One of the most manipulative attitudes of the envious, through its fallacy and irony, is to support their enemy when he is saddened by failure and to be so disappointed at their loss.

When the envious person feels overwhelmed by this uncontrollable feeling, they speak badly about the envy or try to hurt them. Like denying him things, marginalizing him, slandering him, or even psychologically or physically abusing him. She can act with sarcasm, mockery, irony or with words that have a double meaning.

Change envy into awe

If we are not chronically envious, we have surely experienced this emotion at some point in our life. Because it is deeply rooted in human nature.

However, behind a person who feels envy, there is a devalued person who, instead of valuing himself, takes charge of despising the envy to balance this loss of self-esteem. However, this is not how you can boost your self-esteem. This only reinforces the devaluation.

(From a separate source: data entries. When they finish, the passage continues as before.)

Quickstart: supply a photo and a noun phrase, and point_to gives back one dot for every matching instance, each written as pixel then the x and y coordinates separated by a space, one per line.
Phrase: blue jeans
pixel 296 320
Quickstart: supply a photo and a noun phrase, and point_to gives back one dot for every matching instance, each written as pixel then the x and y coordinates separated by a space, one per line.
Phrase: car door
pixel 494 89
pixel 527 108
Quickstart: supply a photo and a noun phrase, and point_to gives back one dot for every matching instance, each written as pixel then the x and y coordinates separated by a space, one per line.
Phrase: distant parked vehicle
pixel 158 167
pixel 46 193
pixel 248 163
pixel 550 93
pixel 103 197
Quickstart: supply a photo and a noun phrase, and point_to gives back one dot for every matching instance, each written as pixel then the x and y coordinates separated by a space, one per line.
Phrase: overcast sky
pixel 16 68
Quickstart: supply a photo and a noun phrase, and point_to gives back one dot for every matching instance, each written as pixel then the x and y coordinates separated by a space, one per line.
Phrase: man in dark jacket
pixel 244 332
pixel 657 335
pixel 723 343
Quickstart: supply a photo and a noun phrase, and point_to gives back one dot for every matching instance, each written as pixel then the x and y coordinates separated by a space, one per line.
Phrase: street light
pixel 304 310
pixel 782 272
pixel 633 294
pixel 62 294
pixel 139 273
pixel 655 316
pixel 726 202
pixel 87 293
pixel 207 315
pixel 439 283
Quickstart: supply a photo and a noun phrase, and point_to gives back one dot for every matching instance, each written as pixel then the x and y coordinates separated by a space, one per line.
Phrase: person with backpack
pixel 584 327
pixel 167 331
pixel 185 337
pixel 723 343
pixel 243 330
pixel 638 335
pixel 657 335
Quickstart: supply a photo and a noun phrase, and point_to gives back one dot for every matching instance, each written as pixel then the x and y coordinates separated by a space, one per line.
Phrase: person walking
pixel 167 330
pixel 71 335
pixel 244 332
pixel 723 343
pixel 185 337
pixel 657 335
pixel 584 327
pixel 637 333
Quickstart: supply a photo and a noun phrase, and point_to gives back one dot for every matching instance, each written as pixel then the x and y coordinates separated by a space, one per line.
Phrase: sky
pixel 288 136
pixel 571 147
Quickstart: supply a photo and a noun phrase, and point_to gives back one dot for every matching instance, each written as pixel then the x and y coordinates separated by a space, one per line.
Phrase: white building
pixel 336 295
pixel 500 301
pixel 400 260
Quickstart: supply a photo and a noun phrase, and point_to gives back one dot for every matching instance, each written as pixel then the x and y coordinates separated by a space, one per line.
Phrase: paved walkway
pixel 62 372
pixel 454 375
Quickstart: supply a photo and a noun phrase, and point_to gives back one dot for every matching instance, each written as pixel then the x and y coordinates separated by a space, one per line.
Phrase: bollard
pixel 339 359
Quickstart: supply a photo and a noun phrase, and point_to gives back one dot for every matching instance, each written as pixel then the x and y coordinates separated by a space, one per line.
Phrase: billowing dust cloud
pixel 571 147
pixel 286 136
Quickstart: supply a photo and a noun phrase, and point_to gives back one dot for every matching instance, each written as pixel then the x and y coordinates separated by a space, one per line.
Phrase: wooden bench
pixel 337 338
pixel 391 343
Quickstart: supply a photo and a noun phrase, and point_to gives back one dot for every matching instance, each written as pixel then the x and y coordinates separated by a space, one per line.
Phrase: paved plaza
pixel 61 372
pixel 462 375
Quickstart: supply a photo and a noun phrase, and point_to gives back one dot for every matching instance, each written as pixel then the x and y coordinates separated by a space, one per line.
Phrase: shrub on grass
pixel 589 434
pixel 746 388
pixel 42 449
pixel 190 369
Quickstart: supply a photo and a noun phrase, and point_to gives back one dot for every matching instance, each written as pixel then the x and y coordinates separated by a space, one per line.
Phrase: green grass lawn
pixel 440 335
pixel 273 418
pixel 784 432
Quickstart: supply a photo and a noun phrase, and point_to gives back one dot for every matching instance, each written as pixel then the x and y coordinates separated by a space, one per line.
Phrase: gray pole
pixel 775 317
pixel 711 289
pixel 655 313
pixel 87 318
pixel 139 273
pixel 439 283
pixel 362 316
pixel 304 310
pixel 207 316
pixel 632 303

In truth, if this envious person realized his devaluation, he might cease to act in this way. It may seem incredible that a feeling as complicated as envy can be used more easily than feeling admiration for another.

Admiration is a noble and clean feeling, a way of valuing and highlighting the achievements of one’s partner, friend, or relative. It is a way of expressing oneself before the desire arises. It is also an easy, simple and uncomplicated feeling. But to feel it, we have to be in harmony with ourselves. Valued and willing to positively assess the accomplishments of others.